O MISSIONÁRIO NO GOZO DO ESPÍRITO SANTO.

“Alegrai-vos por que vossos nomes estão escritos no céu”

Os 72 missionários voltam da missão. Para Lucas, que está interessado em expor o processo de formação dos discípulos para a missão, não é suficiente apresentar-nos todos os detalhes relativos ao envio, como vimos nos dois dias anteriores.

Para ele também é importante que aprendamos novas lições com o regresso. Assim como o missionário tem que saber sair, também tem que saber voltar.

À diferença do evangelho de Marcos, os discípulos não vêm a descansar, mas que tomam um tempo para contar ao Mestre o que viveram (10,17). E isto se torna costume entre as comunidades primitivas. 

É o que vemos fazer Paulo e Barnabé ao final de sua primeira missão: À sua chegada reuniram a Igreja e se puseram a contar tudo quanto Deus havia feito juntamente com eles (Atos 14,27).

O relato dos discípulos é o ponto de partida para novas lições de Jesus para os missionários. 

A oração

A missão que, começou na oração (10,2), deve terminar também na oração (10,21). A noticia que os discípulos dão a Jesus já tem a forma de uma oração: “Senhor!” (10,17).

Por sua parte, Jesus dirige seu olhar um pouco mais para o alto: entoa um hino de louvor a Deus Pai, no gozo do Espírito, pela obra realizada por seus discípulos (10,21-22). Em sua oração retoma o essencial do acontecido: a revelação de Deus aos pequenos.

Os destinatários do perdão recebido conheceram o centro da missão de Jesus, e na sua pessoa tiveram acesso a fundo ao mistério de Deus: o rosto de um Pai que vela por seus pequeninos e os ama através das ações de seu amado Filho. O Senhor do céu e da terra inclinou-se benevolamente ante sua amada humanidade!

A alegria

Os discípulos foram testemunhas do poder de Jesus e por isso irrompe a alegria festiva. Os discípulos estão sendo convidados a louvar também ao Pai junto com Jesus. Os 72 “regressaram alegres” (v.17) pelo êxito de seu trabalho: a vitória sobre o mal, vitória conquistada pela invocação do nome de Jesus.

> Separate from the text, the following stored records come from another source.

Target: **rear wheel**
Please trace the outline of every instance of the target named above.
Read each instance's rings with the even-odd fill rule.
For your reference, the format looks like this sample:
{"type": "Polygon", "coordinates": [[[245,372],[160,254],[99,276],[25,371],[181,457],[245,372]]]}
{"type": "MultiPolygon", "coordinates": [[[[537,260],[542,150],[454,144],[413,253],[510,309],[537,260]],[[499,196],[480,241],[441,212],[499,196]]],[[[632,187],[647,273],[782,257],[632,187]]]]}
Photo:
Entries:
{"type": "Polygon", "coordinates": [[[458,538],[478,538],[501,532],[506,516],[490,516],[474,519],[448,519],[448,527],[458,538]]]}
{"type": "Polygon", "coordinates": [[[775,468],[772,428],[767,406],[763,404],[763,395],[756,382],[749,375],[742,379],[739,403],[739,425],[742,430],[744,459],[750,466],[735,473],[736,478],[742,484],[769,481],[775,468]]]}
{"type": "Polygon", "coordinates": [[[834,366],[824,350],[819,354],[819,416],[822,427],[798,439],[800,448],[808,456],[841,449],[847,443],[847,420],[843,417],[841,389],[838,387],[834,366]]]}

Agora não só conhecem mais a Jesus, mas conhecem também a grandeza do ser discípulo: Jesus lhes deu “poder de pisar sobre serpentes e escorpiões, e sobre todo poder inimigo” (10,19).

Que pode causar mais alegria que uma vitória? Porém Jesus em seguida lhes faz cair em conta que a verdadeira vitória é a do céu: alegrai-vos de que vossos nomes estejam escritos nos céus (10,20), isto é, não só a obra que hão realizado pela salvação de outros, mas a mesma salvação deles.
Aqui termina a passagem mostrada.